Surprise bonanza since Napa quake: dry creeks now flowing

Sep 9, 2014

(SFGate) -  Spring water spurts out of rocks and trickles down the moss- and vine-covered cliffs in Solano County's Green Valley - an oasis in a canyon that was parched by drought only two weeks ago.

That was before Napa's magnitude 6.0 earthquake.

It turns out that the earth's mighty shifting - which caused about $400 million in damage to Napa, Sonoma and Solano counties - also mysteriously forced groundwater to the surface and into several dry or nearly dry creeks and streams in the region.

"This was never wet before," said Mark Witherspoon, the reservoir keeper for two of Vallejo's key sources of water, Lakes Madigan and Frey, as he stood amid a steady cascade of water in spectacular Green Valley canyon and pointed out a bubbling, burbling fissure.

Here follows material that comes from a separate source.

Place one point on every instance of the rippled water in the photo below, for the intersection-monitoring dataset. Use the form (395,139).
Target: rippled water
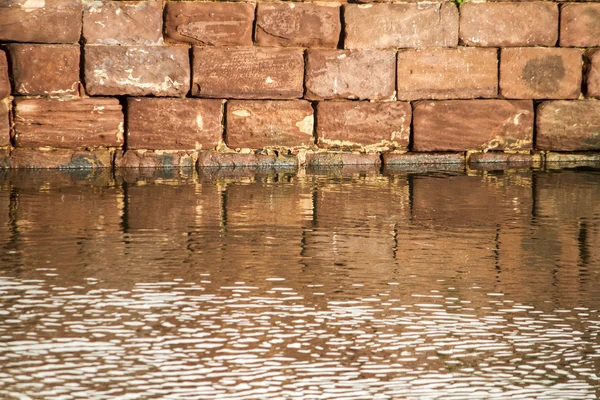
(343,284)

Torrents of water have been flowing down Wild Horse and Green Valley creeks and another unnamed waterway in the hills southeast of Napa and northwest of Vallejo since the Aug. 24 quake.

Great for Vallejo

It is a potential bonanza for drought-plagued Vallejo, which built an emergency pipeline from Lake Berryessa in the spring after officials learned that their supply of Sacramento-San Joaquin River Delta water was being cut off. The liquid infusion, which some locals have taken to calling "miracle water," bubbled up within the 1,500-acre watershed that Vallejo has exclusive rights to use.